Futures this week is pleased to welcome Tom Easton and Jack McDevitt with their timely story Blood will tell. Jack previously appeared in Futures back in 2006 with a story about a US election called The candidate. In this week’s tale the pair team up to examine a remarkable business opportunity. Here they reveal the origins of the tale — as always, it pays to read the story first.
Writing Blood will tell
We all know that conferences are great places to forge collaborations. Jack and I are old friends, but it wasn’t till we were having lunch at the World Science Fiction Convention in Kansas City, Missouri, (far from our homes in Georgia and Massachusetts) that we decided to collaborate at last. I was telling him about the recent work on infusing young plasma into old mice (stemming from older parabiosis work) and finding rejuvenating effects. I noted that researchers are looking for the ‘active ingredient’ and finding candidates. Then I offered a bet that one’s own young plasma would work better than someone else’s. He was telling me about a panel on time travel (remember: science fiction convention) he was going to be on. We looked at each other and said, “Hmmm…”

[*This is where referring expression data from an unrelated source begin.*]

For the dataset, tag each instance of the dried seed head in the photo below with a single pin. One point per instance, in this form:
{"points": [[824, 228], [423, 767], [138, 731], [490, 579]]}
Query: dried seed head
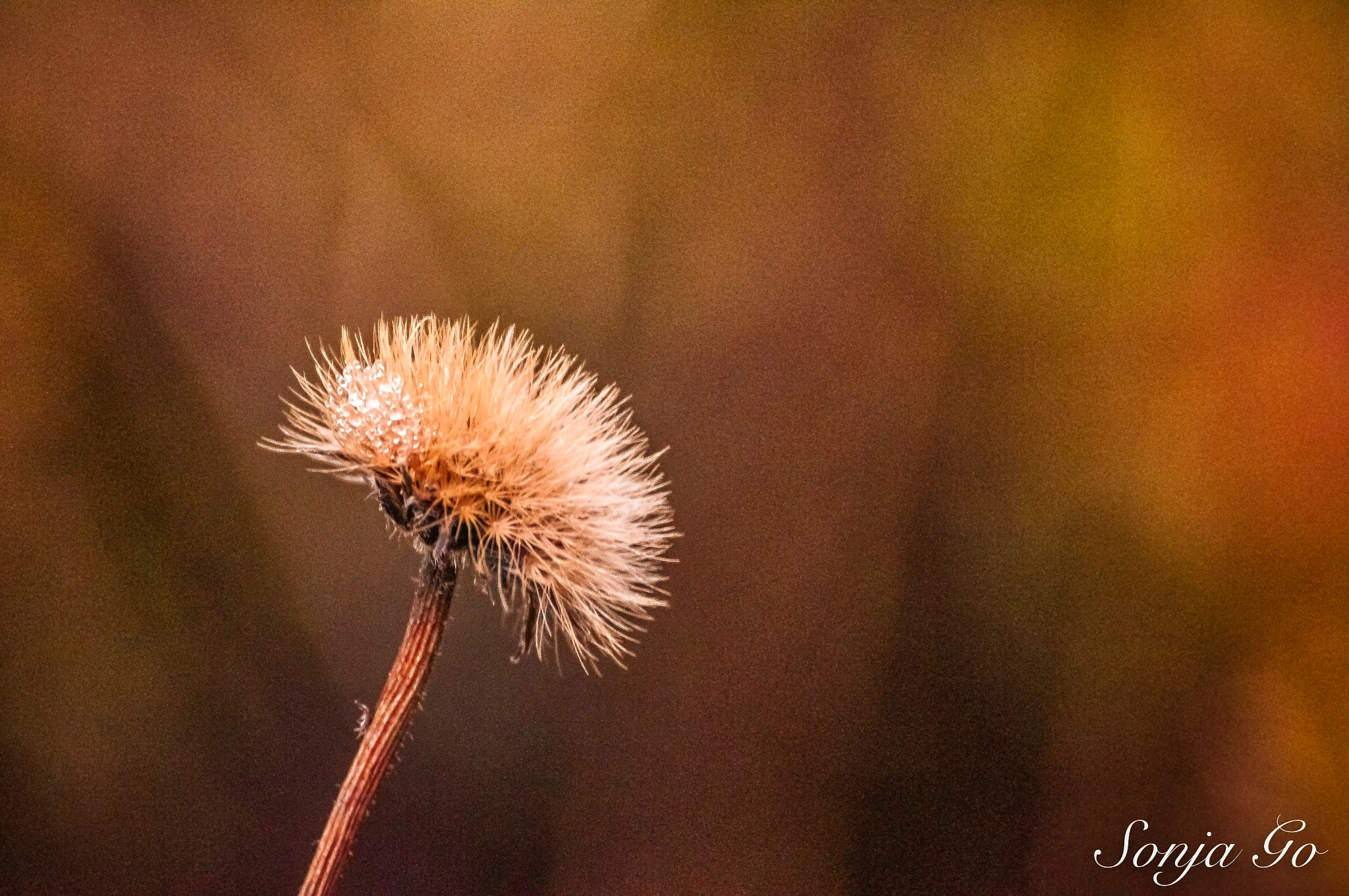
{"points": [[503, 457]]}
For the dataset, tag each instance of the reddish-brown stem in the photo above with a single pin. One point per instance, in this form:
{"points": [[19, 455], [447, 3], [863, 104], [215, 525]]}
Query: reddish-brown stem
{"points": [[397, 702]]}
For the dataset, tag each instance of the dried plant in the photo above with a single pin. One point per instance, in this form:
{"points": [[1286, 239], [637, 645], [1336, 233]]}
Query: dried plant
{"points": [[502, 458]]}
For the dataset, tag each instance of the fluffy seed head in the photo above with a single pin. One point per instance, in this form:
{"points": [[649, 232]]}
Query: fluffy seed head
{"points": [[503, 457]]}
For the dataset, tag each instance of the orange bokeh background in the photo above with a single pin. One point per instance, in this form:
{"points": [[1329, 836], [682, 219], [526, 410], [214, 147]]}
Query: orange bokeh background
{"points": [[1003, 357]]}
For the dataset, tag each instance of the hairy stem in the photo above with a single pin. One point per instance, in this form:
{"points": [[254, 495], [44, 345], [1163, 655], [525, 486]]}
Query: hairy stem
{"points": [[400, 698]]}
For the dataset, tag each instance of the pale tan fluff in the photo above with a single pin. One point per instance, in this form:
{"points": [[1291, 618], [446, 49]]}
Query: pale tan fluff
{"points": [[512, 458]]}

The idea that autologous plasma would work better than heterologous would not be hard to test using same and different strains of inbred mice. Testing the idea on people would take much longer. But that need not stop entrepreneurs. Just think of cryonics: the idea that freezing your body or head until whatever ails you can be cured (along with freezer burn) makes a certain amount of intuitive sense but it has never been tested. Banking your own plasma when young in the hope that it will rejuvenate you in old age has a good deal more support. In fact I’m surprised that no one has yet set up a company to do it.
Of course, now that Jack and I have described the basic business plan, we do insist on a cut of the action.
And no, we did not miss the possibility that using time travel to get your own (or a relative’s) young plasma could explain vampires.